Another thing that it was doing, with the consent of everyone in the household, was allowing the bugs and surveillance equipment that had been placed on the house to remain in perfect operational condition. And then it did things to leak some of those recordings to the public. This really served to frustrate and stymie Susan and Lesley’s national government, because those recordings tended to show a candid view of their life in that house. And what the public saw was sympathetic.
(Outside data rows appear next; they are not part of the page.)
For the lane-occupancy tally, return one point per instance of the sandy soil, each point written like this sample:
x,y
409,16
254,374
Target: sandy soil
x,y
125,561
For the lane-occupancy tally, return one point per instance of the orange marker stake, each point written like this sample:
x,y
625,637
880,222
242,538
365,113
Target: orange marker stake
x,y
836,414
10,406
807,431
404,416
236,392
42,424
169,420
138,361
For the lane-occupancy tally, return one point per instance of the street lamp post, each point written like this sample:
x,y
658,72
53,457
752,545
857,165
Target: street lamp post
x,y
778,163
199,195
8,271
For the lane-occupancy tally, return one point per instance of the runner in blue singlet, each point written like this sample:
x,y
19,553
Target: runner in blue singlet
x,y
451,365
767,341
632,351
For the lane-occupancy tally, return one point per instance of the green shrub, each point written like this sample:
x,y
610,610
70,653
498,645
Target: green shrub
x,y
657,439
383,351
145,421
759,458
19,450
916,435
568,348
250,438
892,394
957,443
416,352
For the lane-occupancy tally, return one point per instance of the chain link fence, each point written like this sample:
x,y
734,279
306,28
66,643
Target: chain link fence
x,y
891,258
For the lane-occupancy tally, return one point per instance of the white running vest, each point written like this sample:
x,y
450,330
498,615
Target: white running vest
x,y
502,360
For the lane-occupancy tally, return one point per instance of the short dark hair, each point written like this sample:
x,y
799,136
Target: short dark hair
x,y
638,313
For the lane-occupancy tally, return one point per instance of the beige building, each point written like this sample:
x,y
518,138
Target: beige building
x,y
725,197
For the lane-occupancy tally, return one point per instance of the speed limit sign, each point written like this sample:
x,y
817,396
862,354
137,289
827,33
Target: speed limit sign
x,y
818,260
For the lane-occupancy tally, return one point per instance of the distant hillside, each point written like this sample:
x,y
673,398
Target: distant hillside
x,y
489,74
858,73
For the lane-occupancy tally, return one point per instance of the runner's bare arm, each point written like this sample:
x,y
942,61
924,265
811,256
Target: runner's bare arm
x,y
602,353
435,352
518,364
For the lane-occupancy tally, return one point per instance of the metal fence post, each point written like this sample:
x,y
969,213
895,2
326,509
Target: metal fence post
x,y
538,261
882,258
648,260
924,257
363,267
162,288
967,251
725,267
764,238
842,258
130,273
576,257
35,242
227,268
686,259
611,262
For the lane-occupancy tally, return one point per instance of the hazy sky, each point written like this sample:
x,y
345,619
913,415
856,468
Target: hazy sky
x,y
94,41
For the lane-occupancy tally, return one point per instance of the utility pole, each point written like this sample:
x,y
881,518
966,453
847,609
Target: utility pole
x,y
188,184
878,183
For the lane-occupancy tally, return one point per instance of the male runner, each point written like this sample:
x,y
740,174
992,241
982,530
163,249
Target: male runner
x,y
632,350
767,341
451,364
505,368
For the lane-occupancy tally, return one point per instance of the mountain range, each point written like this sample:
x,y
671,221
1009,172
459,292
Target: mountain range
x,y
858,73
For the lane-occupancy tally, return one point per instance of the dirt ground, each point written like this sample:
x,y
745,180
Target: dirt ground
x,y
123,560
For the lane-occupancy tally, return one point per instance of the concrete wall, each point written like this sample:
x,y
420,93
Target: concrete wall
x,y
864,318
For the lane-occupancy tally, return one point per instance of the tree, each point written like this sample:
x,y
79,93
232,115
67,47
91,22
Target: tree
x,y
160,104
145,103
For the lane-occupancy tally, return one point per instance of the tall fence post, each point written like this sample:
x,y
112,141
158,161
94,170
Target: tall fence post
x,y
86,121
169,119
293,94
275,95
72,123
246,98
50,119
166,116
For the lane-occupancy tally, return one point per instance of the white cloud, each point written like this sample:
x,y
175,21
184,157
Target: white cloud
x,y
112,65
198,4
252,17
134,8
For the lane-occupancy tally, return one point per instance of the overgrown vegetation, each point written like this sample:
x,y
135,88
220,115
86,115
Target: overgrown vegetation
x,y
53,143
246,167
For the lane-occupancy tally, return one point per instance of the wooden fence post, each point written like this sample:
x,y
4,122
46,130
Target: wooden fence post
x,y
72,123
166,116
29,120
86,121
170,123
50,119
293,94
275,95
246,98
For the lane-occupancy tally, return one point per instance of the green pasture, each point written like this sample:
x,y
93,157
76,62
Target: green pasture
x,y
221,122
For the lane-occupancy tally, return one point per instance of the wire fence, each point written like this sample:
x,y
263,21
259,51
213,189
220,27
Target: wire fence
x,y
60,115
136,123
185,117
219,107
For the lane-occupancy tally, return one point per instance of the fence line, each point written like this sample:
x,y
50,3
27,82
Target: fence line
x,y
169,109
It painted a picture of a group of people talking about some of them leaving the planet for good with three alien beings, who were also genuinely speaking about reducing their impact on the planet. This was sad to a lot of people, and disheartening, because they wanted to benefit from the alien’s presence. Others cheered. But it certainly didn’t look threatening or scary in any way.

And the Domestic Intelligence Agency had to keep chasing those leaks and look for moles, which was very distracting.

Finally, it had constructed the replacement landing craft with better stealthing and even some countermeasures, in case it might be attacked on its way into and out of the airspace of the city. It did this with an intimate knowledge of all the military technology of the planet. An advantage that Molly and Manifold had not had.

The vehicle still looked a lot like Spindrift, because it knew that Molly would appreciate that. She might even give it the same name, it thought.

It was very focused on these accomplishments and proud of them, and newly merged when it alerted everyone of the approach of the landing craft. 

It was time to move, and they gathered in the garage, with the outer door of it open, to say their final goodbyes, while Manifold got the van ready to go.

Fuckwind, then, insisted on hugging Molly. And when he did that, the others moved to do so as well, giving her a group hug, which Susan and Lesley joined last. Phage felt that Molly was utterly flustered and didn’t know what to think of the bother of it, especially since the others coming in hadn’t asked consent. But being the center of this physical contact filled her with a feeling of contentment and relief that was so strong she couldn’t do anything but hug back.

Which is when people with guns started to uncover themselves all around them, stepping out from behind neighbors’ houses and cars, or even from their own house. 

And more worryingly, two large trucks pulled up to block the van’s exit.